Dünya Sıhhat Örgütü (WHO) ve Milletlerarası Çalışma Örgütü (ILO), çalışan nüfusun akıl sıhhati korkuları konusunda somut adımlar atılması davetinde bulundu.
Depresyon ve tasa bozuklukları nedeniyle 12 milyar iş gününün kaybedildiği ve küresel iktisada yaklaşık 1 trilyon dolara mal olduğu iddia ediliyor. Bu meseleye değinen iki yayın, WHO işte akıl sıhhati rehberi ile WHO ve ILO’nun bu husustaki siyaset evrakı yayımlandı.
WHO’nun rehberinde, ağır iş yükü, olumsuz davranışlar ve iş yerlerinde gerilim yaratan öbür faktörlerle gayret için atılması tavsiye edilen adımlar yer aldı.
WHO birinci kere, müdürlerin gerilimli iş ortamlarını tedbire ve gerilim altındaki çalışanlarla ilgilenmekte kapasitelerini artırmaları için eğitimler yapılması tavsiyesi verdi.
Haziran 2022’de yayımlanan WHO’nun akıl sıhhati raporunda 2019’da bir milyar kişinin, çalışma yaşındaki yetişkinlerin de yüzde 15’inin bir ruhsal problemle yaşadığı belirtildi.
İş yerleri, ayrımcılık ve eşitsizlik de dahil akıl sıhhatini olumsuz etkileyen toplumsal problemleri artırabiliyor. “Mobbing” diye de bilinen zorbalık ve ruhsal şiddet, iş yerlerinde ruhsal sıhhate olumsuz tesir eden esas şikayetlerden biri.
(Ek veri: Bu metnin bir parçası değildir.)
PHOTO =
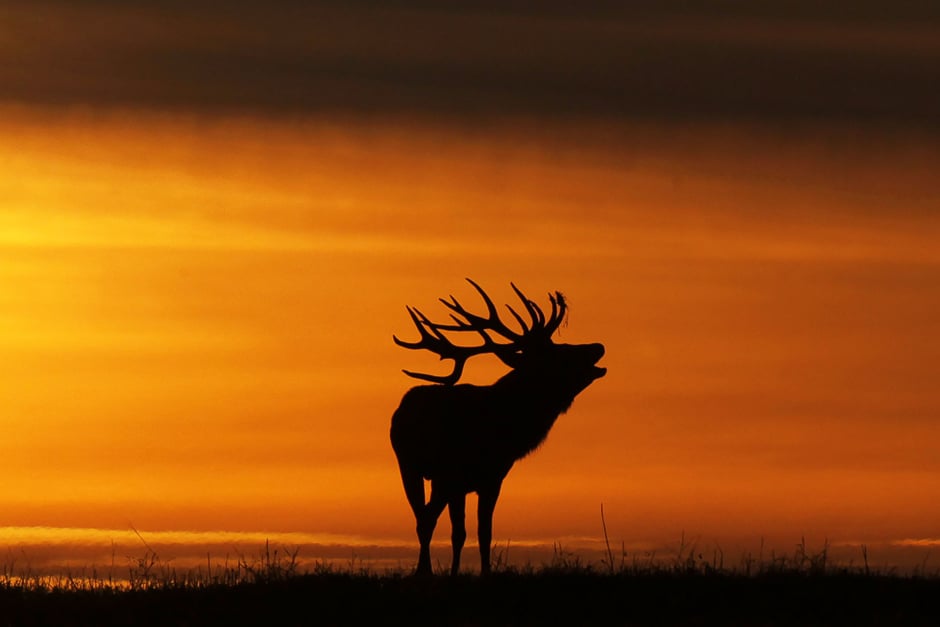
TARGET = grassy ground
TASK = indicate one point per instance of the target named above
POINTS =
(796, 590)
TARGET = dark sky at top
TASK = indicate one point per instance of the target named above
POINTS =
(862, 63)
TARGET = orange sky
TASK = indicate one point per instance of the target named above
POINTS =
(196, 317)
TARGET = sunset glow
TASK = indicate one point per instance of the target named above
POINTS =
(196, 312)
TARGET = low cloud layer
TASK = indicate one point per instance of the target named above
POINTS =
(781, 63)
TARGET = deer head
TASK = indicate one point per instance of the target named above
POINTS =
(529, 351)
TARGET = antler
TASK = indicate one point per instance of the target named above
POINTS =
(433, 338)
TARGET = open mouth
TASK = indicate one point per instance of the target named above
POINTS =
(598, 370)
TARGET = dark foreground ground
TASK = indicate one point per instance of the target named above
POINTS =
(508, 598)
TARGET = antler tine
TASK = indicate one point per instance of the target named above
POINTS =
(473, 322)
(434, 338)
(559, 310)
(538, 318)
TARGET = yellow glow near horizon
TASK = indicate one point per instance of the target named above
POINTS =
(196, 316)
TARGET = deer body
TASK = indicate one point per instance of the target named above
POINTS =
(466, 438)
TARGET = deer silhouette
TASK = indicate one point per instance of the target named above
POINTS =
(465, 438)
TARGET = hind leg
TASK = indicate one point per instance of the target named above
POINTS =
(456, 507)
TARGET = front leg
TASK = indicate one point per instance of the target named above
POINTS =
(485, 507)
(427, 520)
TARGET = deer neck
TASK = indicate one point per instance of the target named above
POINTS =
(534, 406)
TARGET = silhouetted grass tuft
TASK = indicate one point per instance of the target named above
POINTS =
(687, 588)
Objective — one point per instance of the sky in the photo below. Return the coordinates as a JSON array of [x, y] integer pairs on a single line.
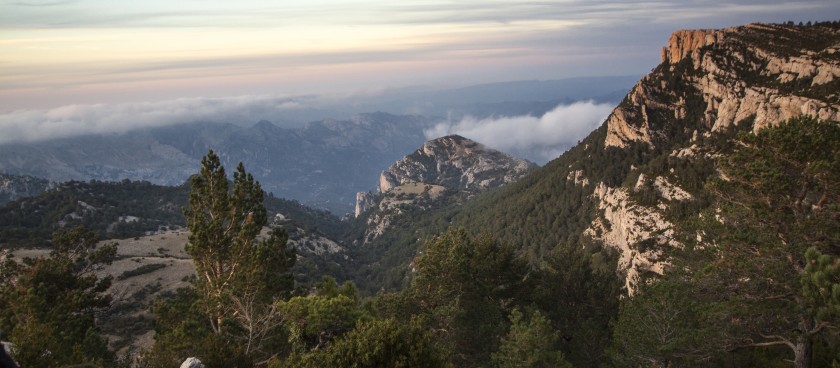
[[79, 57]]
Lakin iş yerlerinde ruhsal sıhhatini konuşmak ve açığa vurmak global seviyede hâlâ bir tabu.
Rehberde, ruhsal sıkıntıları bulunan çalışanların gereksinimlerini karşılamak için daha uygun yollar bulunması, işe ve fiyatlı istihdama dönüşlerini destekleyen ve ağır ruhsal sıkıntılar yaşayanlar için müdahaleler teklif edilmesi öneriliyor. Rehberde, sıhhat, insani ve acil durum çalışanlarının korunması için müdahale davetinde da bulunuluyor.
WHO Genel Sekreteri Dr. Tedros Adhanom Ghebreyesus, “İşin ruh sıhhatimiz üzerindeki bozucu tesirine odaklanma vakti. Bireyin refahı harekete geçmek için gereğince güzel bir neden ancak ruh sıhhati bozukluğunun kişinin performansı ve üretkenliği üzerinde yıkıcı tesirleri de olabilir. Bu yeni rehber iş yerlerinde olumsuz durumları ve kültürleri önlemeye ve çok muhtaçlık duyulan çalışanların ruh sıhhatinin korunmasına ve takviye verilmesine yardımcı olabilir” dedi.
WHO/ILO siyaset evrakında ise, kamu ve özel kesimde hükümetler, çalışanlar, patronlar ve bunların temsil örgütleri için uygulama stratejileri açıklanıyor.
Covid ile d?epresyon ve anksiyetede yüzde 25 artış
ILO Genel Sekreteri Guy Ryder da “İnsanlar ömrünün büyük bir kısmını iş yerlerinde harcadıkları için inançlı ve sağlıklı bir çalışma ortamı kritik kıymette. İş yerlerinde ruh sıhhati manasında bir tedbire kültürü inşa etmek, damgalanma ve toplumsal dışlanmayı önlemek için çalışma ortamını yine şekillendirmek ve ruh sıhhati sıkıntıları olan çalışanların korunması ve desteklenmesi için yatırım yapmalıyız” dedi.
Ancak WHO’nun Ruh Sıhhati Atlası’na nazaran ülkelerin yalnızca yüzde 35’i iş yerlerinde ruh sıhhatini geliştirmek ve problemleri önlemek ismine birer programa sahip.
Covid-19 sıhhati dünya genelinde dert bozukluğu ve depresyon hadiselerinde yüzde 25’lik bir artışı tetikledi ve ruh sıhhati manasındaki kaynakların global seviyedeki azlığını gözler önüne serdi. 2020’de hükümetler sıhhat bütçesinin yalnızca yüzde 2’sini ruh sıhhatine harcadı ve bu oran orta gelir seviyesindeki ülkelerde yüzde 1’in altına indi.